Look at the “sandpile effect.” For decades we’ve been piling grains of sand in the Middle East. Cyberattacks. Proxy militias. Drone assassinations. Suffocating blockades. Each player dropped their grain believing they controlled the geometry of the cone. Until the system said enough. It had reached critical mass.
The open war shaking us today is no accident. It is the great collapse — the massive breakdown the physics of the system demanded in order to purge itself and seek a new equilibrium. A brutal one, of course.
Experience as a passport to disaster
And here comes the lethal trap of experience. Laurence Gonzales makes it clear in his book Survival: Who Lives, Who Dies, and Why. When a climber cheats death twenty times, the brain ambushes him: it confuses survival with invulnerability.

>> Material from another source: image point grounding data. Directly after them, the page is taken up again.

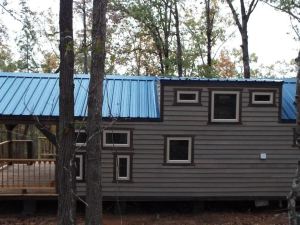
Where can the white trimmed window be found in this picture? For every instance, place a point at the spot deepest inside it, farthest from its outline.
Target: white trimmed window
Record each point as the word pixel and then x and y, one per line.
pixel 262 98
pixel 116 138
pixel 80 137
pixel 187 96
pixel 225 106
pixel 179 150
pixel 123 167
pixel 79 166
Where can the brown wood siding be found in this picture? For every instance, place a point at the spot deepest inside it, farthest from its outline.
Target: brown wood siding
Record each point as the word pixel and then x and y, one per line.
pixel 226 156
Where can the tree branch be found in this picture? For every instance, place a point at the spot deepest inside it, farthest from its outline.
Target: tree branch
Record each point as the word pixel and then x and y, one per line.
pixel 235 15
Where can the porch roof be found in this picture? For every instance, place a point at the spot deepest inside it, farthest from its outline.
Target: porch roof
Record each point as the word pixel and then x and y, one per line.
pixel 29 94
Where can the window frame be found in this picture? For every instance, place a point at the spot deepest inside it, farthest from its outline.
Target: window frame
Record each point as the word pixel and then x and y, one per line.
pixel 79 144
pixel 271 102
pixel 106 145
pixel 190 159
pixel 116 177
pixel 81 157
pixel 196 101
pixel 238 105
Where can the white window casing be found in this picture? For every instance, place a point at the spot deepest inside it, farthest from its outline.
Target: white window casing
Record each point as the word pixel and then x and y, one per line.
pixel 127 177
pixel 262 102
pixel 80 157
pixel 189 159
pixel 117 145
pixel 237 107
pixel 180 92
pixel 77 133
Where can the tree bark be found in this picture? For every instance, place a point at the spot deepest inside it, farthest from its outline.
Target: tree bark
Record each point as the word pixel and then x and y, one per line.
pixel 85 47
pixel 178 40
pixel 94 191
pixel 292 196
pixel 66 150
pixel 243 28
pixel 245 50
pixel 209 28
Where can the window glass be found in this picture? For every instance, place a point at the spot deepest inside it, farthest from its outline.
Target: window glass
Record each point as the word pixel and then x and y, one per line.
pixel 225 106
pixel 262 98
pixel 179 150
pixel 116 138
pixel 79 167
pixel 187 96
pixel 80 136
pixel 123 173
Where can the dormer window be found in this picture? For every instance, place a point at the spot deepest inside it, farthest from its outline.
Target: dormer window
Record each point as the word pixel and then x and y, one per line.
pixel 262 98
pixel 116 138
pixel 187 97
pixel 225 107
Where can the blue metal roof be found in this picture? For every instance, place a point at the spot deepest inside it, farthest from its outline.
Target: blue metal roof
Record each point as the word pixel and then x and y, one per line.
pixel 27 94
pixel 204 79
pixel 289 111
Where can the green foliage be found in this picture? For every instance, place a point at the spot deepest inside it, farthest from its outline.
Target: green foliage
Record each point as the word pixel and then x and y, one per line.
pixel 27 40
pixel 50 62
pixel 7 64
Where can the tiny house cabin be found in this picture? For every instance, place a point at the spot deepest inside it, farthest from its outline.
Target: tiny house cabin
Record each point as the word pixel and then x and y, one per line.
pixel 163 138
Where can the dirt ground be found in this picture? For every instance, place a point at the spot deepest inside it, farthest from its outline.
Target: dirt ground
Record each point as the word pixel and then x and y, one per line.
pixel 143 215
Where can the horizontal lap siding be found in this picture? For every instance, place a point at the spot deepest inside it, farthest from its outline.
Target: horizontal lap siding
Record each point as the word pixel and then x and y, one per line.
pixel 226 157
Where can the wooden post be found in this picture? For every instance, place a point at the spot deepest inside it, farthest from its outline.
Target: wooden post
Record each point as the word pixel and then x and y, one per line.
pixel 9 129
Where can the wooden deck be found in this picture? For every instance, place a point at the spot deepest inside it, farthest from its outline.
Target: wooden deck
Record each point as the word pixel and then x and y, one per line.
pixel 27 177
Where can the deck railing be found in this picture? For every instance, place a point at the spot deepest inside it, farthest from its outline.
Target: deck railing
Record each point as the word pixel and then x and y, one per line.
pixel 16 149
pixel 27 174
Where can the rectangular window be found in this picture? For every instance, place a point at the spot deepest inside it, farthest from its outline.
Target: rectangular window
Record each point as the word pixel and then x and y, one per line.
pixel 179 150
pixel 116 138
pixel 262 98
pixel 225 106
pixel 122 167
pixel 79 167
pixel 187 96
pixel 80 137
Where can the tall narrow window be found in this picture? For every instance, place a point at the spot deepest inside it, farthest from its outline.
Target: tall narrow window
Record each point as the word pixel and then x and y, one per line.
pixel 80 137
pixel 225 106
pixel 116 138
pixel 122 167
pixel 79 166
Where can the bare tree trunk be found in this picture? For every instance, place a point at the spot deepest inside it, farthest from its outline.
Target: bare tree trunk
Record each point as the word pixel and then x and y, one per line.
pixel 209 29
pixel 242 24
pixel 178 40
pixel 246 59
pixel 85 47
pixel 66 150
pixel 292 197
pixel 94 125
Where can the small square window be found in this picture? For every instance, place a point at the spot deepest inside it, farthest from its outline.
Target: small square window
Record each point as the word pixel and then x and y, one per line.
pixel 80 137
pixel 79 167
pixel 262 98
pixel 187 97
pixel 179 150
pixel 116 138
pixel 225 106
pixel 122 167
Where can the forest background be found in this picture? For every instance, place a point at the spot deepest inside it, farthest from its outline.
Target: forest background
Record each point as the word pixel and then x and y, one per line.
pixel 142 39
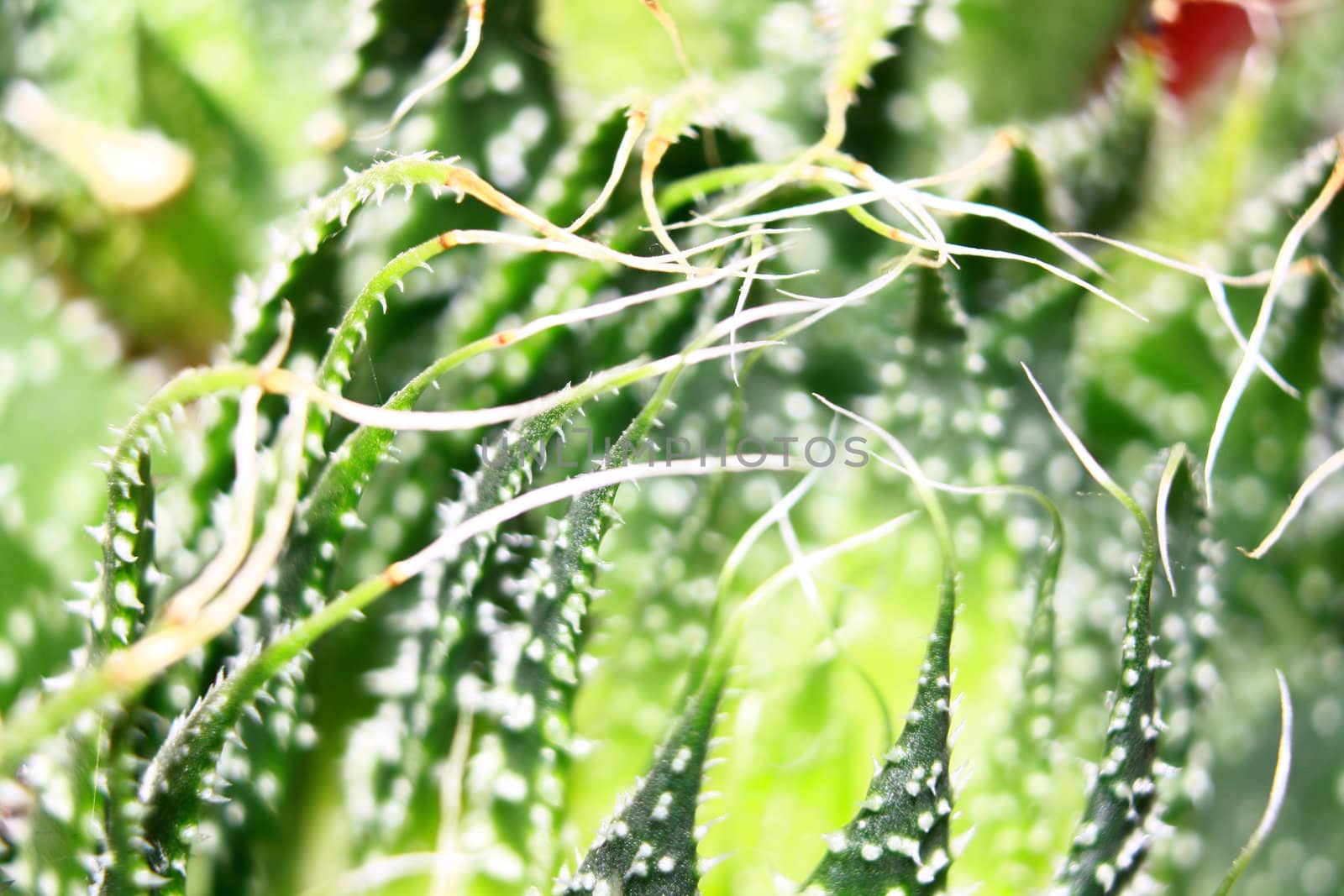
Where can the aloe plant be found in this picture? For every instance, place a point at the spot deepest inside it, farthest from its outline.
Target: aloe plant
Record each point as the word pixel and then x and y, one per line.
pixel 580 446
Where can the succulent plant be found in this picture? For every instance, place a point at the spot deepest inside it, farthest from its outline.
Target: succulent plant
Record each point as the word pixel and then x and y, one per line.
pixel 381 602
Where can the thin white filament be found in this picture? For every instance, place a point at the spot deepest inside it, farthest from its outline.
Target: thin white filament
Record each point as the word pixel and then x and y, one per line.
pixel 636 120
pixel 1257 340
pixel 448 543
pixel 475 20
pixel 1330 468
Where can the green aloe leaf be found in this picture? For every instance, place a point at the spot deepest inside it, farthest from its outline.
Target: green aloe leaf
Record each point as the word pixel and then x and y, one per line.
pixel 648 846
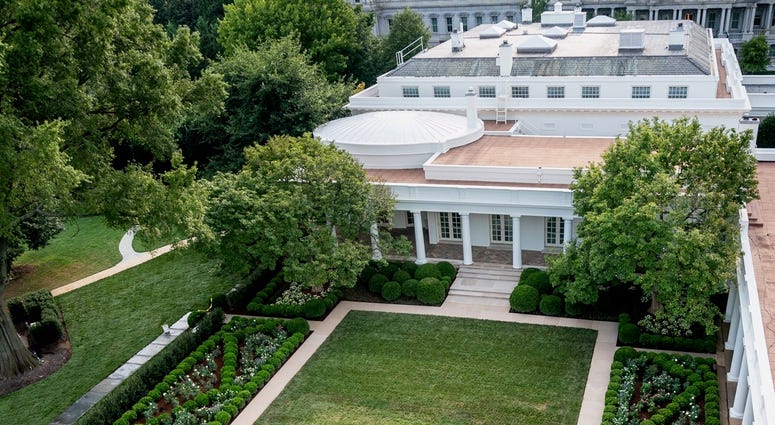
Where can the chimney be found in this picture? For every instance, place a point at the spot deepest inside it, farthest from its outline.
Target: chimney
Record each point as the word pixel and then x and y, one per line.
pixel 471 114
pixel 504 59
pixel 457 40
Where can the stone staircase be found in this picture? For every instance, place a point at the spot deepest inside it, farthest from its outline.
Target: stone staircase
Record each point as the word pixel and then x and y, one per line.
pixel 484 284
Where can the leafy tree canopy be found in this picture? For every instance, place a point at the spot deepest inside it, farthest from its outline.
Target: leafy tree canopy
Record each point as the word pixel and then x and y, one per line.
pixel 660 213
pixel 299 206
pixel 754 55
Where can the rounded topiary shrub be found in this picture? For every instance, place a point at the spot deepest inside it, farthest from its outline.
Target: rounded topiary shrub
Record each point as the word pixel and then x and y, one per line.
pixel 409 288
pixel 430 291
pixel 629 333
pixel 391 291
pixel 524 299
pixel 427 270
pixel 540 281
pixel 551 305
pixel 314 308
pixel 401 276
pixel 376 282
pixel 447 270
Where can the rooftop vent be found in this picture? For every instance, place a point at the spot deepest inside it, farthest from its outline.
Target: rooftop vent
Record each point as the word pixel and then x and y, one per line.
pixel 555 32
pixel 493 31
pixel 676 39
pixel 601 21
pixel 457 40
pixel 537 44
pixel 632 40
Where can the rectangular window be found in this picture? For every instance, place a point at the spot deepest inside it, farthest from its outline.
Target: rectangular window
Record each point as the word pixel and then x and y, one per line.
pixel 677 92
pixel 555 231
pixel 411 91
pixel 522 92
pixel 441 91
pixel 641 92
pixel 449 224
pixel 590 92
pixel 486 91
pixel 501 229
pixel 555 92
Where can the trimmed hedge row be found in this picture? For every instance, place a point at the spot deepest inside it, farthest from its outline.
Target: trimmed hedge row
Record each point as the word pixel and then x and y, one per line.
pixel 698 382
pixel 116 402
pixel 236 395
pixel 312 309
pixel 41 312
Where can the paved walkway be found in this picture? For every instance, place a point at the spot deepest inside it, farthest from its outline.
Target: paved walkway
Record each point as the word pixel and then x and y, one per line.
pixel 129 259
pixel 597 381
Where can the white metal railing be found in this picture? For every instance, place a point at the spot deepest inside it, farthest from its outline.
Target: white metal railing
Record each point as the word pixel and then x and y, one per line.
pixel 762 394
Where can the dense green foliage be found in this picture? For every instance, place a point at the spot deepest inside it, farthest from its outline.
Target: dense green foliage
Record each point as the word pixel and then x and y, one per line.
pixel 660 215
pixel 439 370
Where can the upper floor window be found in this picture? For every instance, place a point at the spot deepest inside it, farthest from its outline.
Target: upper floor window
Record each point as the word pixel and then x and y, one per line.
pixel 441 91
pixel 641 92
pixel 677 92
pixel 486 91
pixel 555 92
pixel 520 91
pixel 411 91
pixel 590 92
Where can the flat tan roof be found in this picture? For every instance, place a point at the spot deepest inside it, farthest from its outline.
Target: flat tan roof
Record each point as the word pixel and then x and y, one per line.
pixel 528 151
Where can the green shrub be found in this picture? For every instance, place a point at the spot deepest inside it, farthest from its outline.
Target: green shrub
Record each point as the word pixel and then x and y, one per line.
pixel 524 299
pixel 391 291
pixel 427 270
pixel 629 333
pixel 376 282
pixel 430 291
pixel 551 305
pixel 540 281
pixel 401 276
pixel 314 308
pixel 575 309
pixel 409 288
pixel 447 270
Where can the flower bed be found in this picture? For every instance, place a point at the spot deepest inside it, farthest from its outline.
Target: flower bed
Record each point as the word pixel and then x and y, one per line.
pixel 216 380
pixel 657 388
pixel 292 301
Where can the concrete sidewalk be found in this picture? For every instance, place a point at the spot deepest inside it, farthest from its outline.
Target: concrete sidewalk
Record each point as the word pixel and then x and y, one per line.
pixel 597 381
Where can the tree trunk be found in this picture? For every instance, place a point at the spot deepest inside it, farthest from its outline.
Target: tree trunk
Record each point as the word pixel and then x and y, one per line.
pixel 15 358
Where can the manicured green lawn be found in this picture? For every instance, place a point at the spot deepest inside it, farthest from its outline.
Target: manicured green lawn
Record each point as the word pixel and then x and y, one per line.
pixel 382 368
pixel 109 321
pixel 85 247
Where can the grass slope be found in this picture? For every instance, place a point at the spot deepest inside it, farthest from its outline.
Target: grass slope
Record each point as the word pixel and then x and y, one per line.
pixel 382 368
pixel 85 247
pixel 109 321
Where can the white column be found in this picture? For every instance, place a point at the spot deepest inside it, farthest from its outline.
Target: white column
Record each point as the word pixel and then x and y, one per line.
pixel 376 254
pixel 737 358
pixel 741 393
pixel 419 239
pixel 516 245
pixel 465 224
pixel 567 236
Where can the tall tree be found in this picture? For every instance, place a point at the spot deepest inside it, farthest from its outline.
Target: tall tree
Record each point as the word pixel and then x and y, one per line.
pixel 327 30
pixel 85 86
pixel 273 90
pixel 299 206
pixel 754 55
pixel 660 213
pixel 407 27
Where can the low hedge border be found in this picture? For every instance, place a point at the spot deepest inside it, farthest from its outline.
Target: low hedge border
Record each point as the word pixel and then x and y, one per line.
pixel 238 394
pixel 111 407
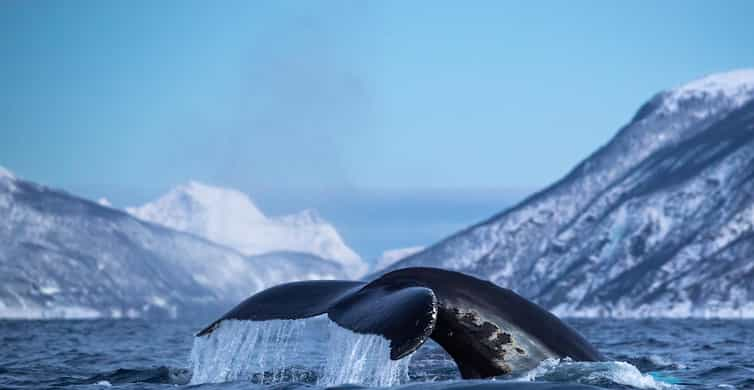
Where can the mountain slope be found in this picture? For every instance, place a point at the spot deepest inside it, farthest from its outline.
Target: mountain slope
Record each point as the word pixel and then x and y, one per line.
pixel 62 256
pixel 658 222
pixel 228 217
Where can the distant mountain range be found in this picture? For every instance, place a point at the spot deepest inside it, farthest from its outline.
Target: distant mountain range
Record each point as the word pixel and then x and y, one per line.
pixel 229 217
pixel 657 222
pixel 66 257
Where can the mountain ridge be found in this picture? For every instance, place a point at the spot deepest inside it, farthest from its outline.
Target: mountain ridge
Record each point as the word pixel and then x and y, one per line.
pixel 229 217
pixel 520 246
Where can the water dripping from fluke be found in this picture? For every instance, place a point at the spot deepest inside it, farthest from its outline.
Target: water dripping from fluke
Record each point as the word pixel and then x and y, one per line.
pixel 313 351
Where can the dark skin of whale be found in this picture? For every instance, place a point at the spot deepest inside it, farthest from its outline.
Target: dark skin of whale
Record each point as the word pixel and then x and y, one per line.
pixel 488 330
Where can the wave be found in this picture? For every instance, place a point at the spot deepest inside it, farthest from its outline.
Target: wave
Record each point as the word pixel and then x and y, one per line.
pixel 594 373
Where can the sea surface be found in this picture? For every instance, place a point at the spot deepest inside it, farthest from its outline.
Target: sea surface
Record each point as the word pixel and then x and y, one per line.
pixel 139 354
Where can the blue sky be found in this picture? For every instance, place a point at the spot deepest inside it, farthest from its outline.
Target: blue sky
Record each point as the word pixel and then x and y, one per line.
pixel 350 107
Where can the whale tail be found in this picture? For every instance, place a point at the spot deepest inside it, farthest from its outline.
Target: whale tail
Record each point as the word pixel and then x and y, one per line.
pixel 486 329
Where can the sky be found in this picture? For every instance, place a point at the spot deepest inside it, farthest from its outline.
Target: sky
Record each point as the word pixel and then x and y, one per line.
pixel 400 121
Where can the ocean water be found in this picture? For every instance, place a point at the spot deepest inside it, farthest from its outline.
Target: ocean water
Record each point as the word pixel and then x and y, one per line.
pixel 135 354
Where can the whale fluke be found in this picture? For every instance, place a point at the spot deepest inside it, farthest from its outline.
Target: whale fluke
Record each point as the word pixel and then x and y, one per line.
pixel 488 330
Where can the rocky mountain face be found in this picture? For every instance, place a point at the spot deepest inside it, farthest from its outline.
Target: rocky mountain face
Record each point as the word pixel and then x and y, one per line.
pixel 230 218
pixel 63 256
pixel 657 222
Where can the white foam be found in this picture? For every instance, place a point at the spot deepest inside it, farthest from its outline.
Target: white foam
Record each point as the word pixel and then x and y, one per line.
pixel 595 373
pixel 270 351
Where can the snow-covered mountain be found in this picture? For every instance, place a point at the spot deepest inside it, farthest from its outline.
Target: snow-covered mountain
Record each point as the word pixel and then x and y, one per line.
pixel 391 256
pixel 229 217
pixel 63 256
pixel 657 222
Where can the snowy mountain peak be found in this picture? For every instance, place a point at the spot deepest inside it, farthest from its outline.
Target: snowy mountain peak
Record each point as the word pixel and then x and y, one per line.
pixel 304 217
pixel 5 173
pixel 230 218
pixel 734 89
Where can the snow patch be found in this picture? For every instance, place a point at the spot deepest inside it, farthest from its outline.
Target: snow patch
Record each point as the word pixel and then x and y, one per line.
pixel 735 87
pixel 5 173
pixel 230 218
pixel 392 256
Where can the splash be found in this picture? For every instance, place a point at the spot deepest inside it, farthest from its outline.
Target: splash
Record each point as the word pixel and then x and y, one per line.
pixel 594 373
pixel 314 351
pixel 361 359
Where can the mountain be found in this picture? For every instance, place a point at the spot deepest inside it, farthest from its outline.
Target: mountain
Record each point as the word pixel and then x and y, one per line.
pixel 389 257
pixel 229 217
pixel 63 256
pixel 657 222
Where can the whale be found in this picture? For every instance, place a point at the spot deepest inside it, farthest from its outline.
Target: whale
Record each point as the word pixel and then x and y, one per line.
pixel 486 329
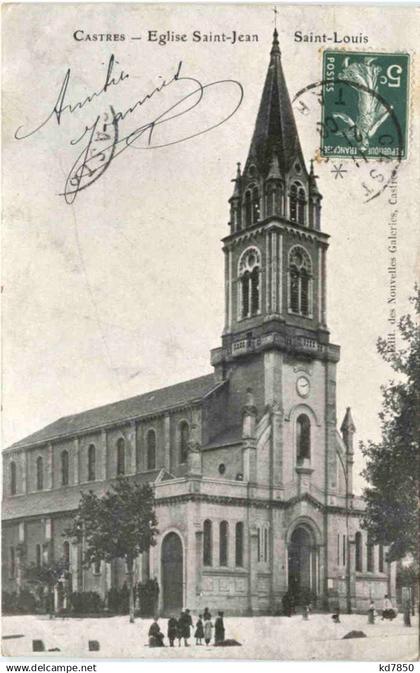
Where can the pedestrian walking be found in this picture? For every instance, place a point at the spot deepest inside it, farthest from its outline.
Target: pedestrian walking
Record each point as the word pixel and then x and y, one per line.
pixel 155 635
pixel 208 629
pixel 179 630
pixel 388 611
pixel 172 630
pixel 206 614
pixel 185 623
pixel 336 616
pixel 199 631
pixel 407 618
pixel 219 629
pixel 371 613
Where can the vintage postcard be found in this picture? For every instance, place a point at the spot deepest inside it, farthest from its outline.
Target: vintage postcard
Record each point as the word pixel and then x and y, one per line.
pixel 210 250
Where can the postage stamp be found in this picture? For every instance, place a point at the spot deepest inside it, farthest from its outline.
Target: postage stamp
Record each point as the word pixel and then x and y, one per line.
pixel 365 105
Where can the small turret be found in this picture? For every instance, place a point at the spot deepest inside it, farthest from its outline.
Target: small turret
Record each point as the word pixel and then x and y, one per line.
pixel 314 200
pixel 249 415
pixel 235 201
pixel 348 429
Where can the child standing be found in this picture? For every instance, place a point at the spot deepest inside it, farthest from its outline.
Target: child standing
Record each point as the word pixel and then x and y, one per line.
pixel 208 628
pixel 199 631
pixel 371 613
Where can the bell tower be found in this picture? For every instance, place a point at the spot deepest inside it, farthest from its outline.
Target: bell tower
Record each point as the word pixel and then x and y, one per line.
pixel 275 252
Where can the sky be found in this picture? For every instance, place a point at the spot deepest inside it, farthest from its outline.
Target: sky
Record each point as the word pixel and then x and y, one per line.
pixel 121 291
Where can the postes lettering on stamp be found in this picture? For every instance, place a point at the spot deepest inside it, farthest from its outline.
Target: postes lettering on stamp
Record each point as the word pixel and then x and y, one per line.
pixel 365 105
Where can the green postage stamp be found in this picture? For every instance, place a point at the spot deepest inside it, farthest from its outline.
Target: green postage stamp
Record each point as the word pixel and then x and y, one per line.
pixel 365 105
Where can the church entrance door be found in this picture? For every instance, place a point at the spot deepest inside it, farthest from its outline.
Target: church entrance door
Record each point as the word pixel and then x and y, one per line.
pixel 302 565
pixel 172 573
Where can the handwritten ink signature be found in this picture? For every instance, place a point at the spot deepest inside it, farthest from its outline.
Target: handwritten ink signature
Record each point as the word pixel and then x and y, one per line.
pixel 105 139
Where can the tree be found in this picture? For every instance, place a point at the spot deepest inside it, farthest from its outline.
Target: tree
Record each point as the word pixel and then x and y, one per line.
pixel 393 464
pixel 46 576
pixel 120 524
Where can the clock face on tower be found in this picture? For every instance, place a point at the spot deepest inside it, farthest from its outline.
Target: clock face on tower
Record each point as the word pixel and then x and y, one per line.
pixel 303 386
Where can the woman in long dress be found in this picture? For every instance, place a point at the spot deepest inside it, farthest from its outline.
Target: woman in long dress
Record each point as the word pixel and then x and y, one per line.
pixel 219 629
pixel 208 628
pixel 388 612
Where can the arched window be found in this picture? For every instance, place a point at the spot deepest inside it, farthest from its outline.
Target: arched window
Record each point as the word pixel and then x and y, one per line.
pixel 39 473
pixel 255 290
pixel 370 565
pixel 91 463
pixel 297 202
pixel 381 559
pixel 66 553
pixel 255 205
pixel 184 436
pixel 207 543
pixel 301 206
pixel 239 544
pixel 293 202
pixel 249 283
pixel 12 478
pixel 38 555
pixel 271 200
pixel 120 457
pixel 151 450
pixel 223 543
pixel 64 468
pixel 248 209
pixel 300 283
pixel 303 438
pixel 358 540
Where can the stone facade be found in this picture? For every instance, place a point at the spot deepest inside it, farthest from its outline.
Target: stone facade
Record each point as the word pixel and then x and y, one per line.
pixel 253 482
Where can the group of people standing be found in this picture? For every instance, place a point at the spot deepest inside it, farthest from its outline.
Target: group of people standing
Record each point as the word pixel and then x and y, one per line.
pixel 180 630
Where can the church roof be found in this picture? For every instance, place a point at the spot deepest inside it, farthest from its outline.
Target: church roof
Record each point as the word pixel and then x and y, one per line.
pixel 153 402
pixel 67 499
pixel 275 128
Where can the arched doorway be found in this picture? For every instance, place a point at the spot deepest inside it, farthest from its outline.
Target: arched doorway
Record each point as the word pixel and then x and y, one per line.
pixel 302 564
pixel 172 573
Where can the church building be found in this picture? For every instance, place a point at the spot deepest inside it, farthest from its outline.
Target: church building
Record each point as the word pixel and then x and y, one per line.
pixel 252 479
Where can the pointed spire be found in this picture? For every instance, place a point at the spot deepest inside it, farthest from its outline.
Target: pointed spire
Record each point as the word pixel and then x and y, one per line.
pixel 275 47
pixel 312 178
pixel 274 170
pixel 237 181
pixel 348 423
pixel 275 125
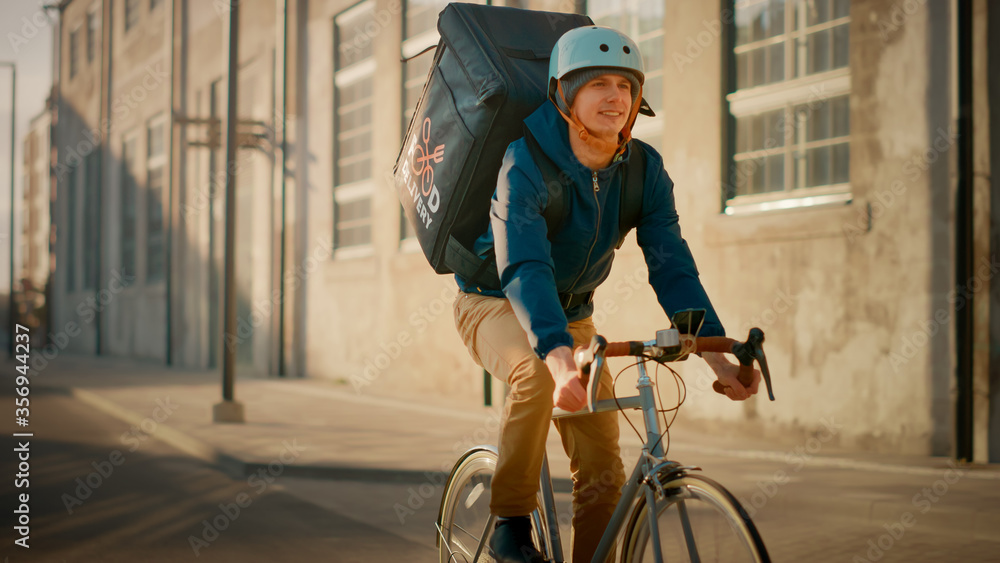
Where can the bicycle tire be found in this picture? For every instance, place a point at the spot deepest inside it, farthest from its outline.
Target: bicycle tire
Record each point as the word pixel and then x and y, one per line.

In geopolitics, the self‑deception is identical. Israel idolized its Iron Dome and its intelligence mystique. Washington entrenched itself behind the hegemony of its fleet and financial muscle. Tehran believed itself untouchable pulling the strings of its Axis of Resistance.
That hubris pushed them into the abyss — and we’re all going with them.
No two crises are alike, just as you never step into the same river twice. Believing your crisis‑management résumé shields you from a three‑sided regional conflagration will kill you in seconds. If you don’t kneel before the mutating complexity of the environment — if your plan becomes a straitjacket — you’re lost.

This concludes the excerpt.